Monday, Nov. 08, 1993

Letter to an Isolationist

By Henry Grunwald

The dread word isolationism is again being tossed at the U.S. You may think you don't deserve that label, but the fact is that you have turned sharply against American involvements abroad. That is partly because isolationism is as American as apple pie, partly because the cold war is over, partly because in Bosnia, Somalia and Haiti, Clinton and his foreign policy team evoke the gang that couldn't shoot straight. That impression was certainly reinforced by the spectacle of the "world's only superpower" beating a panicky retreat in Mogadishu over the deaths of 18 American troops. But, you say, along with practically everyone else, if we intervene somewhere and risk even one American life, it must be only in the American national interest. The nagging question: Just what is the American national interest?

During the cold war, you may have violently disagreed about exactly where and how the U.S. should resist communism, but you shared the rough consensus that resistance and involvement were necessary. The Soviets had nukes, they and their allies fought our influence everywhere, and you worried about the prospect of a lot of countries going communist. Maybe you thought it wouldn't matter here and there, but if it happened in too many places, there would go ! the global neighborhood; we would end up with a world in which the U.S. could hardly feel safe, could hardly be itself.

Do you believe that this kind of danger is really gone? Nuclear arsenals, while mercifully shrinking, are still around, many of them in the hands of unstable regimes that are potentially more dangerous than the relatively predictable old Soviet Union.

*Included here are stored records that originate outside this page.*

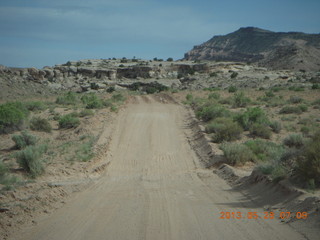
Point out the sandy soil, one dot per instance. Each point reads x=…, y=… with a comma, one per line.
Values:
x=155, y=188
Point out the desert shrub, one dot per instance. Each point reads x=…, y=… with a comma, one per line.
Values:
x=68, y=121
x=240, y=100
x=40, y=124
x=305, y=130
x=114, y=108
x=213, y=74
x=227, y=100
x=234, y=75
x=303, y=107
x=86, y=112
x=276, y=89
x=295, y=99
x=264, y=150
x=279, y=173
x=189, y=97
x=296, y=88
x=260, y=130
x=250, y=116
x=237, y=154
x=224, y=129
x=5, y=179
x=316, y=103
x=92, y=101
x=269, y=94
x=232, y=89
x=35, y=106
x=94, y=86
x=30, y=159
x=12, y=116
x=69, y=98
x=308, y=165
x=111, y=89
x=24, y=140
x=118, y=97
x=215, y=96
x=275, y=126
x=211, y=111
x=315, y=86
x=290, y=110
x=294, y=140
x=150, y=90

Communism as such may have expired, but it threatens to be replaced by nationalist, aggressive totalitarianism; if that became widespread, the world would be nearly as unhealthful for America as it would have been if communist regimes had proliferated.

Come on, you say, the U.S. cannot fight totalitarianism all over the map. Of course not. But there are certain situations, in addition to attacks on American territory or lives, in which the U.S. must act. Here are some: 1) if the world faces a nuclear threat, for example from North Korea; 2) if a vital U.S. ally is attacked; 3) if a crucial area like the Middle East is once again subjected to Iraqi-style aggression; 4) if we are confronted with a major terrorist offensive.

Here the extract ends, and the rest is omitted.